Database Architectures Unveiled: MongoDB and MemCached

 

Database Architectures Unveiled: MongoDB and MemCached

Introduction

“Picking the wrong database can slow down your app, and fixing it later is a headache.”

As my apps grow, I notice the database often becomes the weak spot. This lecture showed me how MongoDB and MemCached work inside, explaining their designs and why they matter for speed and growth. It covered MongoDB’s changes over time, like its new clustered collections, and MemCached’s simple in-memory setup. The goal was to understand how they store and fetch data and how that affects performance. The big takeaway? Even though they’re different, both use basic database ideas like indexes and memory tricks to do their job.

Core Concepts/Overview

This lecture dug into two database systems:

  • MongoDB: A NoSQL database that stores data as documents in collections. It’s evolved from MMAPV1 to WiredTiger and now has clustered collections.
  • MemCached: An in-memory key-value store for caching, keeping things fast and simple by avoiding fancy features like persistence.

MongoDB focuses on flexibility and handling complex data, while MemCached is all about quick caching for costly operations.

Key Characteristics

MongoDB Internals

  • Storage Evolution:
    • MMAPV1: Used memory-mapped files with a global lock. Updates messed up offsets, slowing things down.
    • WiredTiger: Added document-level locking and compression. Stores data in a hidden index with recordId.
  • Clustered Collections (MongoDB 5.3):
    • The _id index now holds the whole document, no hidden index needed.
    • Faster lookups on _id, but secondary indexes point to _id instead of recordId.

MemCached Architecture

  • Memory Management:
    • Pre-allocates 1MB pages split into chunks (slab classes) to avoid fragmentation.
    • Items fit into the smallest chunk possible, like 72 bytes or 1MB.
  • Threading:
    • A listener thread hands connections to worker threads for better handling of many users.
  • LRU Cache:
    • Removes least-used items when memory’s full, using a linked list per slab class.
  • Distributed Cache:
    • Clients decide where keys go; servers don’t talk to each other.

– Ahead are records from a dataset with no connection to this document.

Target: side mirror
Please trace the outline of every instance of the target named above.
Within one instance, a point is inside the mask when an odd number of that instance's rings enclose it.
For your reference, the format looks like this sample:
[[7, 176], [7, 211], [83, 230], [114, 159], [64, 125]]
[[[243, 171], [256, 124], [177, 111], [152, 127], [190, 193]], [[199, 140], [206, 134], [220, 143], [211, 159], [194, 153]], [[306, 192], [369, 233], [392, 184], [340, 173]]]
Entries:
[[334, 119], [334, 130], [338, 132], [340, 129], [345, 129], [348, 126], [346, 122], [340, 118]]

Advantages & Disadvantages

MongoDB

  • Advantages:
    • Flexible with no fixed schema—great for changing data.
    • Clustered collections speed up _id queries and save space.
  • Disadvantages:
    • Secondary indexes get bigger with clustered collections (12 bytes+ vs. 8 bytes).
    • Can’t add clustered indexes to old collections; you need to start fresh.

MemCached

  • Advantages:
    • Super simple and fast for caching slow queries or results.
    • Easy to scale by adding more servers.
  • Disadvantages:
    • Only in-memory, no saving to disk, so data can vanish.
    • Clients handle distribution, which adds work for developers.

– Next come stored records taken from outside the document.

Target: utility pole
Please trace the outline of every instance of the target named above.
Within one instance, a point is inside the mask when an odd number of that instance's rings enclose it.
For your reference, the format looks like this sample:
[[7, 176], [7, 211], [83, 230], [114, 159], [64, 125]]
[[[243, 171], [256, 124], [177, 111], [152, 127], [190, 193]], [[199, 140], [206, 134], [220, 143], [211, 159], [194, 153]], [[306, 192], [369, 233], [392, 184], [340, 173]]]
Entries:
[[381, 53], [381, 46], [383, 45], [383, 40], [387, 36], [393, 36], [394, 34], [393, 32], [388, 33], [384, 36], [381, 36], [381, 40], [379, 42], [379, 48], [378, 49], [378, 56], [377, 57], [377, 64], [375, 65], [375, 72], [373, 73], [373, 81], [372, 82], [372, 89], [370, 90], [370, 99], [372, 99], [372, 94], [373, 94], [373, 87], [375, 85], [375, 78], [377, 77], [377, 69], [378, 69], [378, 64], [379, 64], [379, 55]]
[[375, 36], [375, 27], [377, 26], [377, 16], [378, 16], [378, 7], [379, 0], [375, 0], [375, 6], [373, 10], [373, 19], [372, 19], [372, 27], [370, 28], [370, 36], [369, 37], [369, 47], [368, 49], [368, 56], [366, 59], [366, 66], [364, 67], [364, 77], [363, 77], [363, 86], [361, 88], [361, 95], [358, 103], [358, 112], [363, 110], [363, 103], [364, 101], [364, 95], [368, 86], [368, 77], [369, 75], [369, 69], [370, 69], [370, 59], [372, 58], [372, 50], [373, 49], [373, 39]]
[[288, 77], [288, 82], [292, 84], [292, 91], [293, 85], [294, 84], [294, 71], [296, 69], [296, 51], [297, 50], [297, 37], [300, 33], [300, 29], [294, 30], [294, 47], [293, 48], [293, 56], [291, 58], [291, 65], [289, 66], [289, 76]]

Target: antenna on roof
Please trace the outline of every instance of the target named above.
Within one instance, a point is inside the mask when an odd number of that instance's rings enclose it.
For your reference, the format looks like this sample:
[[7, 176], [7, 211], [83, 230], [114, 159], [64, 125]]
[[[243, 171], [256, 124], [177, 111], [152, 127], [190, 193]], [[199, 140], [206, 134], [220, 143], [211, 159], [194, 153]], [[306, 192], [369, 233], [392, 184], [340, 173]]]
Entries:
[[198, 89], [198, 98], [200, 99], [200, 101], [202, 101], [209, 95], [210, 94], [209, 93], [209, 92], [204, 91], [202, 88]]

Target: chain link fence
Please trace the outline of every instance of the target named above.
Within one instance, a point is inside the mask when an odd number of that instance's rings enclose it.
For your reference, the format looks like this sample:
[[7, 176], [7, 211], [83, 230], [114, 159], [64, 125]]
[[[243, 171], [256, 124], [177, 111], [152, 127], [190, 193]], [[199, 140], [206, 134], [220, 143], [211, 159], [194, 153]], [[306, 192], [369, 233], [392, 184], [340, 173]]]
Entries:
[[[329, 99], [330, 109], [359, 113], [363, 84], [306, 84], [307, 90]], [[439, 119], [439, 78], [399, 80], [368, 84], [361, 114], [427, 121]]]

Practical Implementations/Examples

  • MongoDB Clustered Collection:
    • Create it with: db.createCollection("myColl", { clusteredIndex: { key: { _id: 1 }, unique: true } }).
    • Good for fast _id lookups or range queries.
  • MemCached with Node.js:
    • Set up multiple servers: docker run --name mem1 -p 11211:11211 -d memcached.
    • Use Node.js client to spread keys: new MEMCACHED(["host:11211", "host:11212"]).
    • Example: serverPool.set("foo1", "bar1", 3600, err => console.log(err)).

Conclusion

This lecture made me see how MongoDB and MemCached tackle performance in their own ways. MongoDB’s updates, like clustered collections, make it better for big, flexible data, while MemCached keeps caching dead simple. I wonder how much those bigger secondary indexes in MongoDB slow things down in real apps. For MemCached, leaving distribution to the client is clever but feels like extra homework. Knowing these insides helps me pick the right tool later—MongoDB for complex storage, MemCached for quick boosts.